Light and shade…
😀 😀 😀 😀 🙂
Eleven-year-old Max is dictating a story to a Dictaphone his mother gave him, inspired by a visiting author who told his class that writers are people who ‘notice things’. The story he is telling is of his life, and of the summer in which the book is set. Max lives with his single mother and has never known his father. As a result, he and his mother have been very close, but now she’s found a new boyfriend and suddenly has less time for Max. To make things worse, the boyfriend clearly sees Max as a nuisance. Max is feeling rather unhappy and lonely.
Opposite lives Minnie and her older sister Clara, two elderly spinsters still occupying the big house their parents lived in, back before they sold all their land to allow a housing estate to be built – the housing estate Max lives in. Now they’re poor and struggling to keep the house in good repair. Minnie is also rather lonely. Her window faces Max’s and they often notice each other, and when she sees him begin to dictate his story, it occurs to her that maybe she should write her story too, in an attempt to finally come to terms with some dark episodes in her past. As the summer progresses, these two people strike up an unlikely friendship…
This is not a book I would have chosen to read, but I was sent two unsolicited copies of it by the publisher, so felt I ought to at least give it a try. So I’m as surprised as anyone to discover it’s been one of the books of the summer so far for me. It’s very well written and the characterisation is great. The journal format of both sections means it slips in and out of present and past tense, but always appropriately to the story being told at the time. Young Max’s voice doesn’t always ring quite true for an eleven-year-old, but his observations of his mother and his own feelings about the changes that are happening around him feel completely authentic for a rather reserved and quiet boy of that age. Minnie is also excellent and through her we get taken back to the past – ’60s, I think – at a time when the rigid class system in Britain was beginning to break down.
Max’s story is quite light – although he’s going through a difficult patch, Langdale doesn’t over-egg the pudding by forcing him to go through major traumas or by making his mother and her boyfriend actively cruel to him. They’re just a bit neglectful of his feelings and maybe a bit dismissive of his needs, but there’s never any doubt that his mother loves him. She’s a beautician who works in a room of their house, and a lot of Max’s observations about her and her clients are very funny. Minnie becomes a kind of surrogate aunt to him, offering him tea and sympathy when he needs it.

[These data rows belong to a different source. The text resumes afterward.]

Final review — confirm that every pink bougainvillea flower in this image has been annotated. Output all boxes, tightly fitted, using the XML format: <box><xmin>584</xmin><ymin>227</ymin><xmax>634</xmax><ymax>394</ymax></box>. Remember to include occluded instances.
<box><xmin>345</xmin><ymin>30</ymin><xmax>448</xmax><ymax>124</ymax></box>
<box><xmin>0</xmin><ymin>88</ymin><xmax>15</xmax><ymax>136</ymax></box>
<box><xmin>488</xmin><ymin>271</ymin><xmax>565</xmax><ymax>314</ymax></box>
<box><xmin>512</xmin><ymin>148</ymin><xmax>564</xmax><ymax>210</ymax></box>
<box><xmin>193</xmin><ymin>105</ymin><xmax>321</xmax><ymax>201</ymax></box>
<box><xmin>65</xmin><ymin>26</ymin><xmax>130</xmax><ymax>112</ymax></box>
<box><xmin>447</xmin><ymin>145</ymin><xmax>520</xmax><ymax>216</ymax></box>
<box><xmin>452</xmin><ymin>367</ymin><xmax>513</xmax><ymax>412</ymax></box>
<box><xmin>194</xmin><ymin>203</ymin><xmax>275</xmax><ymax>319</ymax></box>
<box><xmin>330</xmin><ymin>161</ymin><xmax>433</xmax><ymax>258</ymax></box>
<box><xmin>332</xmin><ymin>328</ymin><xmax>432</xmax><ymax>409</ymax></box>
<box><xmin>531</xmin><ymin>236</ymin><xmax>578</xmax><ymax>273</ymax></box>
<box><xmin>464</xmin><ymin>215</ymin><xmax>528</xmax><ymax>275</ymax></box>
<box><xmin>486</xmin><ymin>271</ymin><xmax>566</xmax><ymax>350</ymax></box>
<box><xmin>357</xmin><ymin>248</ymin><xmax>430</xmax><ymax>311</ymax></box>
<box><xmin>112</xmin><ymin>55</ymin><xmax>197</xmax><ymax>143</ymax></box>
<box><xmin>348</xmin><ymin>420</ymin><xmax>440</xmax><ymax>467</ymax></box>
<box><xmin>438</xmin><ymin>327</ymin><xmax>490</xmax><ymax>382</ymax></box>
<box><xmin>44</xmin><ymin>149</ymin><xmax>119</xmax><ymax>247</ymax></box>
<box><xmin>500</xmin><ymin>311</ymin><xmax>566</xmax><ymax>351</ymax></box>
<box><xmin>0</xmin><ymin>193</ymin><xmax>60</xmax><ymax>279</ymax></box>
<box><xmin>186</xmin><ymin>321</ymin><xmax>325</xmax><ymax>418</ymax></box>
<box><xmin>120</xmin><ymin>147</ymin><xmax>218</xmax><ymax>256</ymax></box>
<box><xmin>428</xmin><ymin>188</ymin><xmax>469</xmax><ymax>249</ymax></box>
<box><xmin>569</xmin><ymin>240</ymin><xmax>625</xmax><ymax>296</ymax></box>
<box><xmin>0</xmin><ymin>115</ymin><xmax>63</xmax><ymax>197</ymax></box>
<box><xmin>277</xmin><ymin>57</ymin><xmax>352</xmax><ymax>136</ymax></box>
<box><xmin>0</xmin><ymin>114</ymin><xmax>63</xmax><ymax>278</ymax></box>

Minnie’s story on the other hand gets very dark indeed at points. In fact, there is one jarring note for me with the book, and I can’t go into detail without spoilers – but there is one particularly upsetting scene which I feel is more detailed than necessary and is too grim for the general tone of the book. It’s crucial to the story, so it’s not its inclusion that bothered me – rather that it is written too graphically. Otherwise, though, Minnie’s part of the book gives it depth and an adult voice, and the two stories together provide an excellent balance of light and shade.
Made me laugh, made me cry, and left me smiling – what more could you ask for really? Definitely a surprise hit and one I’m happy to recommend to anyone who likes a well written, character driven story.
NB This book was provided for review by the publisher, Hodder & Stoughton.